La mostra 2020 salta 

Sono solo poco più di tre mesi da quando venne annunciato una mostra fotografica di respiro internazionale e di grande richiamo per il turismo culturale. Ma dalla presentazione ufficiale del 29 luglio scorso troppe cose sono cambiate ed è ripresa la spirale dei contagi. Quest'anno quindi salta la tradizione delle mostre fotografiche che la Fondazione Cassa dei Risparmi di Forlì ha inaugurato nel 2015 con Steve McCurry, proseguendo l’anno seguente con Sebastiao Salgado, poi Elliott Erwitt, Ferdinando Scianna e con la mostra “Cibo”, che ha visto nuovamente protagonista McCurry, richiamando complessivamente a Forlì oltre 200.000 visitatori. L'esposizione avrebbe visto oltre 250 fotografie in mostra, si possono segnalare le leggendarie immagini di Lee Miller nella vasca da bagno di Hitler, la strepitosa serie delle maschere di Inge Morath, realizzata con Saul Steinberg, gli iconici volti dei contadini durante la Grande Depressione di Dorothea Lange, il sorprendente servizio di Eve Arnold su una sfilata di moda ad Harlem negli anni Cinquanta e i rivoluzionari scatti di Annie Leibovitz per una epocale edizione del Calendario Pirelli. 
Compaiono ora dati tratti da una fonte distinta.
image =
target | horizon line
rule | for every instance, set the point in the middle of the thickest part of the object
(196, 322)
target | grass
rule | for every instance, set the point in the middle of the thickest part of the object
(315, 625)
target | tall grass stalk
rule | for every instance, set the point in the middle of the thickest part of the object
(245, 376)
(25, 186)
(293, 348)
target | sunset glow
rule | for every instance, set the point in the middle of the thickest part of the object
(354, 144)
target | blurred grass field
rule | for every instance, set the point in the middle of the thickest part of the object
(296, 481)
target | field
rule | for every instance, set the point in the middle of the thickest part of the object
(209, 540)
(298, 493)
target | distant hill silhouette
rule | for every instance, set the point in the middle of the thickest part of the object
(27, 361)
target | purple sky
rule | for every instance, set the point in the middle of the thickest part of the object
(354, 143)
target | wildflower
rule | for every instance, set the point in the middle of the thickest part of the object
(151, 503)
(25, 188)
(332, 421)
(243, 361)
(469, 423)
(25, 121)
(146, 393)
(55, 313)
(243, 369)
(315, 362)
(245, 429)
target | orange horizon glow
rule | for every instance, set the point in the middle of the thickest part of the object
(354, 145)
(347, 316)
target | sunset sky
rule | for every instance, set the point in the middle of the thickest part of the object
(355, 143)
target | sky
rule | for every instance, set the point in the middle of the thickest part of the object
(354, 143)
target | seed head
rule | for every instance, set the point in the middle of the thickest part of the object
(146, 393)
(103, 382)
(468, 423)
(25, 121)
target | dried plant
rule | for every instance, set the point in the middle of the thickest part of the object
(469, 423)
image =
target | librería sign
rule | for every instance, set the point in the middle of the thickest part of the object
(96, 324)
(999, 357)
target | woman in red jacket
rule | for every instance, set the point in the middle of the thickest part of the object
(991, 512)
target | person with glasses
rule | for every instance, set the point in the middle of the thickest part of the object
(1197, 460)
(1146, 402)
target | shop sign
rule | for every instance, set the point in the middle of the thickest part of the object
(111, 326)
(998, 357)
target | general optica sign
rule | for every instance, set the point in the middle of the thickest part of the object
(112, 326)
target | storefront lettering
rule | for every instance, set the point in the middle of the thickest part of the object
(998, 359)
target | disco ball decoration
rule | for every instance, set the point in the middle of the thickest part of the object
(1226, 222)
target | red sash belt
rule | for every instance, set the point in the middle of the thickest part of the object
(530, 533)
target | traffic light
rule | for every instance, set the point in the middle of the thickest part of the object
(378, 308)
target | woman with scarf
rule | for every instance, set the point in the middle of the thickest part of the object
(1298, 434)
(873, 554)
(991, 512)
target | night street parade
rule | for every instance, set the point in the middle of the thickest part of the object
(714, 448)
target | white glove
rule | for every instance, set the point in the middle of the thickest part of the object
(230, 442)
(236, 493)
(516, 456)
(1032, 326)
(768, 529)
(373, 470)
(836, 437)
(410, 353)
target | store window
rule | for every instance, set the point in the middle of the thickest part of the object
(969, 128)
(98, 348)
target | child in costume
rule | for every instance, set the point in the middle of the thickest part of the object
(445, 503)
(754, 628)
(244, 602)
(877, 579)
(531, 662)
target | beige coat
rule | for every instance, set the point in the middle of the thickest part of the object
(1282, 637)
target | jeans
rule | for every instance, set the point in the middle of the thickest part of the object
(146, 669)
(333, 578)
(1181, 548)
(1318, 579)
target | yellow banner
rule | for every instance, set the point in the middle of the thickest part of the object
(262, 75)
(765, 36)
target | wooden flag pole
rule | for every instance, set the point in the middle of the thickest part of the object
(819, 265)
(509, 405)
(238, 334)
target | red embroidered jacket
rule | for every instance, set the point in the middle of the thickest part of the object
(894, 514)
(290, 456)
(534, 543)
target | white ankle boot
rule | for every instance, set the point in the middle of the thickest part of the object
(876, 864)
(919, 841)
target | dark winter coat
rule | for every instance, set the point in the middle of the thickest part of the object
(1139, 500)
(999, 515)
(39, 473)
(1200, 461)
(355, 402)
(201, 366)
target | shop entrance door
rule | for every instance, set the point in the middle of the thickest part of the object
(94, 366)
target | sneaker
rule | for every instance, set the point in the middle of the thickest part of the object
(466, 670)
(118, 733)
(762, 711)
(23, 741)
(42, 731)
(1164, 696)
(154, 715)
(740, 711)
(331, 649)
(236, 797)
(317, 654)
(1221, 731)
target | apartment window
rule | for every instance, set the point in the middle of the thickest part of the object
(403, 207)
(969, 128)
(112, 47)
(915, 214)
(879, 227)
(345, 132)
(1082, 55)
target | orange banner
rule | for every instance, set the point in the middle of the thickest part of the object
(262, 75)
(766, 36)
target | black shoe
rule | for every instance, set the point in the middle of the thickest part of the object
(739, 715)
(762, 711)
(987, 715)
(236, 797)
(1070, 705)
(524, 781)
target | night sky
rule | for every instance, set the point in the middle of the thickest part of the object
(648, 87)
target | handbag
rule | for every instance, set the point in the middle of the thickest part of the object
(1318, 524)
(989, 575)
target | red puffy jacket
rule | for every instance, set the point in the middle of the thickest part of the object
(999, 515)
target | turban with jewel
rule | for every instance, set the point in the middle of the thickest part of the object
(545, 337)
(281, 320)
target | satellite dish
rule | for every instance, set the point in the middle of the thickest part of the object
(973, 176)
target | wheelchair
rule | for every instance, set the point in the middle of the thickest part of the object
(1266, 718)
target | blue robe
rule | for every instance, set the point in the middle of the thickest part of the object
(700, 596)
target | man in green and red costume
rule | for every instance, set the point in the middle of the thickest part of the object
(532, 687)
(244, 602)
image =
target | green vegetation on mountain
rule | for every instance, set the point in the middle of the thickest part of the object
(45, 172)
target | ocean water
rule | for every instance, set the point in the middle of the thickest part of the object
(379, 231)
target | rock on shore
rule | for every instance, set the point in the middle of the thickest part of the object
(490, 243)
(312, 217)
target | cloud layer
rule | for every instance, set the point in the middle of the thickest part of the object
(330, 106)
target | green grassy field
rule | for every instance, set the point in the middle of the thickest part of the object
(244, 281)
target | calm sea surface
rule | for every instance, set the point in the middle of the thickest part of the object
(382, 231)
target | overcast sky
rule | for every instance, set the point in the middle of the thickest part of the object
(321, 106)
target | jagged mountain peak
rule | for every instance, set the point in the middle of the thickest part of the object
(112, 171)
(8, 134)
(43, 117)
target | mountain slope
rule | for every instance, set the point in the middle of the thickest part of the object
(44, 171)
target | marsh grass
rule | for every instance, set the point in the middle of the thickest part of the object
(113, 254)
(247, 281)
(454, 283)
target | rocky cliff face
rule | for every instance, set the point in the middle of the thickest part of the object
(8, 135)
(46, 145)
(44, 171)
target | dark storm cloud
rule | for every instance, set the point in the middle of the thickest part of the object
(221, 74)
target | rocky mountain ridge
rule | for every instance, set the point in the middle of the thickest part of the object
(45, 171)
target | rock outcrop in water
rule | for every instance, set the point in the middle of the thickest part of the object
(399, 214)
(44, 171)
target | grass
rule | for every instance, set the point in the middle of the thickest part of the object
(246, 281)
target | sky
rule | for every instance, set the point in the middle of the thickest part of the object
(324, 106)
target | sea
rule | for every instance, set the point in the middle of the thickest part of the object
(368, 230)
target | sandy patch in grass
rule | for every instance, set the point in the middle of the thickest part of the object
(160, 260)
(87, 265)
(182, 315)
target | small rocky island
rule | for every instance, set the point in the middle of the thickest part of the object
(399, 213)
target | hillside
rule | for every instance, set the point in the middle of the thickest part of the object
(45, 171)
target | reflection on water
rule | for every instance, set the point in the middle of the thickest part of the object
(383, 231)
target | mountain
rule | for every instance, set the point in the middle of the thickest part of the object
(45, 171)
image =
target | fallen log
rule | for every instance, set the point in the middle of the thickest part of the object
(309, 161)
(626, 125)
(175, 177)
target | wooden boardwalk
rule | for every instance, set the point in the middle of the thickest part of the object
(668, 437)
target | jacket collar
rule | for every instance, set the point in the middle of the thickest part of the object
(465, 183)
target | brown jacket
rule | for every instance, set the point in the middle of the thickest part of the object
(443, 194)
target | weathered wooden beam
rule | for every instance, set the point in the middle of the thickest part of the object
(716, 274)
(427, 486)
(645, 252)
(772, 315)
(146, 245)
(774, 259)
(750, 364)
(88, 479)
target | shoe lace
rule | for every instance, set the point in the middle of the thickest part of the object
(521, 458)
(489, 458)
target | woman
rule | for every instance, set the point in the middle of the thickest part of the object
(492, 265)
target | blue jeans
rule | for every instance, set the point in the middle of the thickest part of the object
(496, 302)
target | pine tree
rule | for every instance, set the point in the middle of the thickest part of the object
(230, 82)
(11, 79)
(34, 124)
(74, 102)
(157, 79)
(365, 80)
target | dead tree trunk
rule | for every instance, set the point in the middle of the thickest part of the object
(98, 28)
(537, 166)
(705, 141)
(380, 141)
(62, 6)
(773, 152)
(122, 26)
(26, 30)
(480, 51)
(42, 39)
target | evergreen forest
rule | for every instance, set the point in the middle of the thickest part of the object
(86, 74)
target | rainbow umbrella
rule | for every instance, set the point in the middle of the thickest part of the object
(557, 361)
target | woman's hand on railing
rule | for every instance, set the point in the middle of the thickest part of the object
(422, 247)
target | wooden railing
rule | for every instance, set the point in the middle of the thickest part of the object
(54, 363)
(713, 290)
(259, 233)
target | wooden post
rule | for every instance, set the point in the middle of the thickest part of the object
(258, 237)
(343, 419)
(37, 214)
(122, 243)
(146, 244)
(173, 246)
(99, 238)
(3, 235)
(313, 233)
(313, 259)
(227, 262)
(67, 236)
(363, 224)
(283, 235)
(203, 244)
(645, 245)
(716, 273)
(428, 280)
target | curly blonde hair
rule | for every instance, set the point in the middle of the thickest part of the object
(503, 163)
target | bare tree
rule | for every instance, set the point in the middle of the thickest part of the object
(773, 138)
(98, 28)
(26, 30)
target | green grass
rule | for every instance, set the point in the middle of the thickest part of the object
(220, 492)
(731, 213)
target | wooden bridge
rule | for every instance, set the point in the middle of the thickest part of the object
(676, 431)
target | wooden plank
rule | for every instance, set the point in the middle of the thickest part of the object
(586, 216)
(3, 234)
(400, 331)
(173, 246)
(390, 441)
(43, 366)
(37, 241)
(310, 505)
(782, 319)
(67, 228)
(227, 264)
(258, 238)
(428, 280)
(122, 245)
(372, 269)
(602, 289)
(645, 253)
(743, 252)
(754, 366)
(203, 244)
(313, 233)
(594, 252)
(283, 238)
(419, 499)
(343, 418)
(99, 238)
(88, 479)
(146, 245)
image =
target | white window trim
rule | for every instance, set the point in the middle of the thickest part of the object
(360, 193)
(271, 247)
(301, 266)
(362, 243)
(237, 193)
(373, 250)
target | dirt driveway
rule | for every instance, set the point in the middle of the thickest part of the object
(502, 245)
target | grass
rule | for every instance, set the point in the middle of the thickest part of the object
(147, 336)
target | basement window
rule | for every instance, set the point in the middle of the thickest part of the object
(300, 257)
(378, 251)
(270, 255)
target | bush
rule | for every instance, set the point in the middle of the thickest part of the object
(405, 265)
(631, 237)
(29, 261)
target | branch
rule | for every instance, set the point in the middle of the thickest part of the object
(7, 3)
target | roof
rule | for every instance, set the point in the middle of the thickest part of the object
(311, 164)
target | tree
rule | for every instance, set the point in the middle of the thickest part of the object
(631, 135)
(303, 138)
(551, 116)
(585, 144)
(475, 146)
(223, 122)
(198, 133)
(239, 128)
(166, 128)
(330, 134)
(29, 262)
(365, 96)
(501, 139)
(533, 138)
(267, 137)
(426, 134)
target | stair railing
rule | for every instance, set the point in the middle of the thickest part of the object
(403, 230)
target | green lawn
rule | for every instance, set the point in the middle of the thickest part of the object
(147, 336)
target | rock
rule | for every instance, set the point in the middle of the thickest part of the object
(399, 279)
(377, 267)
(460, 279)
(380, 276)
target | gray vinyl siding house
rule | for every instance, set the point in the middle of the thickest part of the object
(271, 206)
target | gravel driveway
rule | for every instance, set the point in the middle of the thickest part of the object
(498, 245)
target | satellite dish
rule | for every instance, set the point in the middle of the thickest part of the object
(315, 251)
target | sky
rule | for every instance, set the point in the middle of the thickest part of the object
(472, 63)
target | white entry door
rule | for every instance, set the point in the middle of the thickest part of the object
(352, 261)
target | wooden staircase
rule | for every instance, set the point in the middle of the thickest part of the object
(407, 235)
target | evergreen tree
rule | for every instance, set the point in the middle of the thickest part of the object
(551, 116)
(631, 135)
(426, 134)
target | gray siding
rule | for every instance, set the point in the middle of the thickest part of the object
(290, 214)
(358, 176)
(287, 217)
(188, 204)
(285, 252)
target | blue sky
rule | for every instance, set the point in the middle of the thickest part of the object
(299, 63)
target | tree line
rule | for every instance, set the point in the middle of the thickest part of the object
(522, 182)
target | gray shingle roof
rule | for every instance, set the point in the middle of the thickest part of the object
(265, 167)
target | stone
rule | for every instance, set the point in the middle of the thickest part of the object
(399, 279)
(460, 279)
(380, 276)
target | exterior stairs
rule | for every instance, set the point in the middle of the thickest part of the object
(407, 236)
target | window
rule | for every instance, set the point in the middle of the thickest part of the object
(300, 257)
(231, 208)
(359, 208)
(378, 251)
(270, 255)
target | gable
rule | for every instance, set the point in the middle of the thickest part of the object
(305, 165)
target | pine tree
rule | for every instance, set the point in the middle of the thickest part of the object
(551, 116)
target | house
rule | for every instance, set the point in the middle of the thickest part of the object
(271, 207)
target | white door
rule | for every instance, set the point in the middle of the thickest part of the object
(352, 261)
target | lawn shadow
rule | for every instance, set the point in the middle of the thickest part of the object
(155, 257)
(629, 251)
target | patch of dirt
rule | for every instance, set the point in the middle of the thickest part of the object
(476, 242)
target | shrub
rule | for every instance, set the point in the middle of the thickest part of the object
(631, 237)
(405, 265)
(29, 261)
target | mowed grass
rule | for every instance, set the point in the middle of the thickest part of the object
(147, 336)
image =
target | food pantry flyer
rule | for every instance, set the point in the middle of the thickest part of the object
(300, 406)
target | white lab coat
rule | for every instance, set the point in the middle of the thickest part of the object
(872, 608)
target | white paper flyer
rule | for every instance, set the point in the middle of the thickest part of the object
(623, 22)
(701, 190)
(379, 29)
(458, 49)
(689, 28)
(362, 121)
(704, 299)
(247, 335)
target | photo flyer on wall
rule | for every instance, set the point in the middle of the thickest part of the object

Un viaggio per immagini nell’evoluzione del linguaggio fotografico mondiale, con una specifica attenzione allo “sguardo femminile”, a partire dagli anni Trenta del Novecento, quando grazie all’affermazione delle prime riviste illustrate la fotografia è diventata il principale linguaggio della comunicazione contemporanea.  In mostra, dunque, sarà possibile seguire questa evoluzione attraverso i grandi reportage di guerra e i cambiamenti dei costumi sociali, la ricostruzione post-bellica e le questioni di genere, l’affermarsi della società dei consumi e l’osservazione del ruolo della donna nei paesi di cultura non occidentale. "Abbiamo voluto - spiegava il curatore Walter Guadagnini -  creare una mostra che per ampiezza di orizzonte e qualità delle autrici possa posizionarsi tra le più importanti rassegne dedicate alle fotografe di tutto il mondo. Le autrici  che con i loro scatti hanno raccontato l'ultimo secolo con immagini di un Buon Vivere praticato ma anche spesso negato".